Why Hotel Stocks Still Have Some Upside Left
As the industry has underperformed the broader market over the last five years, it seems there is a value-oriented path ahead. Looking at the industry’s EV/EBITDA ratio (Enterprise Value/ Earnings before Interest Tax Depreciation and Amortization), which is the best multiple for valuing hotels as they are highly capital intensive, investors might still want to pay more.
The industry currently has a trailing 12-month EV/EBITDA ratio of 11.7, which compares favorably with what it saw in the last five years. The ratio is lower than the average of 12.7x and the high of 17.8x over the last five years.
Moreover, it compares somewhat favorably with the market at large, as the current EV/EBITDA for the S&P 500 is 11.6x.
Overall, the valuation of the industry from an EV/EBITDA perspective looks attractive when compared with its own range in the same time period. Moreover, its somewhat lower-than-market positioning calls for some more upside in the quarters ahead.
Zacks Industry Rank
Within the Zacks Industry classification, hotel companies are broadly grouped in the Consumer Discretionary sector (one of the 16 Zacks sectors).
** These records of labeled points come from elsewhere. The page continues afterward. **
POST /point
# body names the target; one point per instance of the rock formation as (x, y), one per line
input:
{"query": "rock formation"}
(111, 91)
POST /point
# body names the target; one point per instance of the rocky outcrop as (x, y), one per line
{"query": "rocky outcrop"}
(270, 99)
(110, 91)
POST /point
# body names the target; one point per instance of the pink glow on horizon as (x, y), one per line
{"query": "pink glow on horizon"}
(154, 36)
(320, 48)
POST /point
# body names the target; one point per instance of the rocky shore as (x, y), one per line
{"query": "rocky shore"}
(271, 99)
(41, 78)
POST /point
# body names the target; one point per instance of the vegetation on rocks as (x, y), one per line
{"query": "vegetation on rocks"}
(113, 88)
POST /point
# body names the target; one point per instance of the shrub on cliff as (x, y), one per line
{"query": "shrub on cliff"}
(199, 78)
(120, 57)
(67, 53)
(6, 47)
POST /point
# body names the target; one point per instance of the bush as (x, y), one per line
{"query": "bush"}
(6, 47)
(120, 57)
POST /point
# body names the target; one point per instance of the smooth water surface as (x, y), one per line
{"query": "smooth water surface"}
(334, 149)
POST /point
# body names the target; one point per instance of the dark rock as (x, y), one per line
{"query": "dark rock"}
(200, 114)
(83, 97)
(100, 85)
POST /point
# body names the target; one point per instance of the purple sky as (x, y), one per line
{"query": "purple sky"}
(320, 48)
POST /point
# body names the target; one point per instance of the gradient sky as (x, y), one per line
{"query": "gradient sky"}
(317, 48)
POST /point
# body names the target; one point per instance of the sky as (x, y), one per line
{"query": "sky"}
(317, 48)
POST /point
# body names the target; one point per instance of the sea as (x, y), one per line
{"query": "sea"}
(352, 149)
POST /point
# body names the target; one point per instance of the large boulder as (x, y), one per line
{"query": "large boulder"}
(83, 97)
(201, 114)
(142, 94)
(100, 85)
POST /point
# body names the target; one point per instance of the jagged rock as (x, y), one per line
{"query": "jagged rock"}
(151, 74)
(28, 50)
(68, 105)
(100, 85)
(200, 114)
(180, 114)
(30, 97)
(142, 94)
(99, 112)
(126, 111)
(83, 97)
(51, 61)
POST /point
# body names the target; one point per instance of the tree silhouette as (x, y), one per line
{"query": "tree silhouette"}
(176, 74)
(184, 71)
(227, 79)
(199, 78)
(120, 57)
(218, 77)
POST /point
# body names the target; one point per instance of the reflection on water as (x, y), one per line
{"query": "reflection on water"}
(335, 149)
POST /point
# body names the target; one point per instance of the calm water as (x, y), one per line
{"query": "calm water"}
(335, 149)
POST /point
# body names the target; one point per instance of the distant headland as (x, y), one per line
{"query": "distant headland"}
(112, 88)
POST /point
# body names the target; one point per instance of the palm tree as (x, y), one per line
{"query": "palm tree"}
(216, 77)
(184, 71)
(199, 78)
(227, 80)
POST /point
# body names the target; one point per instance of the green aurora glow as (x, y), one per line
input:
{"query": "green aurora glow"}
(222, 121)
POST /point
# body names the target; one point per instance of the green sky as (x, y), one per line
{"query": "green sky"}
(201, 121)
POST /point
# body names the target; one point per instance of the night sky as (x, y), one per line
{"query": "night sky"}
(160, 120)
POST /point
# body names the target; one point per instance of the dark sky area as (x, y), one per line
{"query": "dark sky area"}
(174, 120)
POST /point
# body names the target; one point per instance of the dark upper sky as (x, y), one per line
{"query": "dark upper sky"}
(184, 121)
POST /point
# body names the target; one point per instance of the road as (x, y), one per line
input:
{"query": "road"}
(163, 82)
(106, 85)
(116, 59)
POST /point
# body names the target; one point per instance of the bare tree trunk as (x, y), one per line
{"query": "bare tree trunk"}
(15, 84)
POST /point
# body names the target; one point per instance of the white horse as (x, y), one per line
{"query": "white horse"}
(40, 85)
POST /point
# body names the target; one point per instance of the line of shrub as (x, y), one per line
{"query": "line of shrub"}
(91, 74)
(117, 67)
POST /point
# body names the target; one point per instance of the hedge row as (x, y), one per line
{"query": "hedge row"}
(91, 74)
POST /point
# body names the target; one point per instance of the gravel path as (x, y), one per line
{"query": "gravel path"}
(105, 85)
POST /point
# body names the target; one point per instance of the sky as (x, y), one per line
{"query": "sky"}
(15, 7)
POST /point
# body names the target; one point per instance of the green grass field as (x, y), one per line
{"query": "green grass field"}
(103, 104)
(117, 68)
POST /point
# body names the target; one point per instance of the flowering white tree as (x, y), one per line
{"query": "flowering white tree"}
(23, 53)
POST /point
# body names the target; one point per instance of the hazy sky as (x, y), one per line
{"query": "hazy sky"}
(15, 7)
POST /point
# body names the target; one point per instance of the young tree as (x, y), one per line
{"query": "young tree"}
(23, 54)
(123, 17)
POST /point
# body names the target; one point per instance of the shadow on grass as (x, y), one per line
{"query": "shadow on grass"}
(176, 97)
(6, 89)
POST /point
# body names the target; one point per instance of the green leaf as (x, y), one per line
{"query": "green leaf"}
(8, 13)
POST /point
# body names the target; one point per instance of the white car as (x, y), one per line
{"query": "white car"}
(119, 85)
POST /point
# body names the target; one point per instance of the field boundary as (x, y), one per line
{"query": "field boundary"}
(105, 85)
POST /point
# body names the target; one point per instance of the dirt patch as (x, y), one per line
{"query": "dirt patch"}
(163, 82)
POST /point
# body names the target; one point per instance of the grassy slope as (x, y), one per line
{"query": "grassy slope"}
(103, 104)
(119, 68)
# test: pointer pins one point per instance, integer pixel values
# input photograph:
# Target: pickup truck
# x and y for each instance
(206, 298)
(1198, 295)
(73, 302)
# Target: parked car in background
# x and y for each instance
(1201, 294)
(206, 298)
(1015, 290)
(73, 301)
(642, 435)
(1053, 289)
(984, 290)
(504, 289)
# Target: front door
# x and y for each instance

We rank 265 industries into 16 Zacks sectors based on the earnings outlook and fundamental strength of the constituent companies in each industry. We put our X industries into two groups: the top half (industries with the best average Zacks Rank) and the bottom half (the industries with the worst average Zacks Rank).
In fact, ourback-testing shows that the top 50% of the Zacks-ranked industries outperform the bottom 50% by a factor of more than 2 to 1. Over the last 10 years, using a one-week rebalance, the top half beat the bottom half by more than twice as much. The Zacks Industry Rank for Hotels & Motels industryis currently at #86 (Top 32%).
The ranking is available on the Zacks Industry Rank page .
So far, in third-quarter 2017, the performance of the hotel stocks have been a mixed bag. While Hilton surpassed the Zacks Consensus Estimate for earnings and revenues, Wyndham beat the consensus mark for earnings but missed on revenues.
The Hotels & Motels industry falls under the broader Consumer Discretionary sector.
If we look at the overall results of the sector, earnings grew 4.7% in the June quarter while total revenues rose 8.8%.
Meanwhile, for the September quarter, though revenues are expected to rise 2.8%, earnings are projected to record a decline of 1.1%.
For more details about earnings for this sector and others, please read our ‘ Earnings Preview ‘ report.
Looking at the recent economic indicators and the industry’s cheap valuation, growth prospects of the U.S. hotel industry appear bright.
Though industry-wide headwinds continue to weigh on investor sentiment, hotel companies have good reasons to remain optimistic. Particularly, those willing to venture out of their comfort zones and be responsive to changing consumer expectations to provide a more holistic offering, are sure to emerge winners.
Overall, despite the ongoing economic and political uncertainty, economic fundamentals appear strong enough to support more modest growth in the short-to medium-term without any additional stimulus.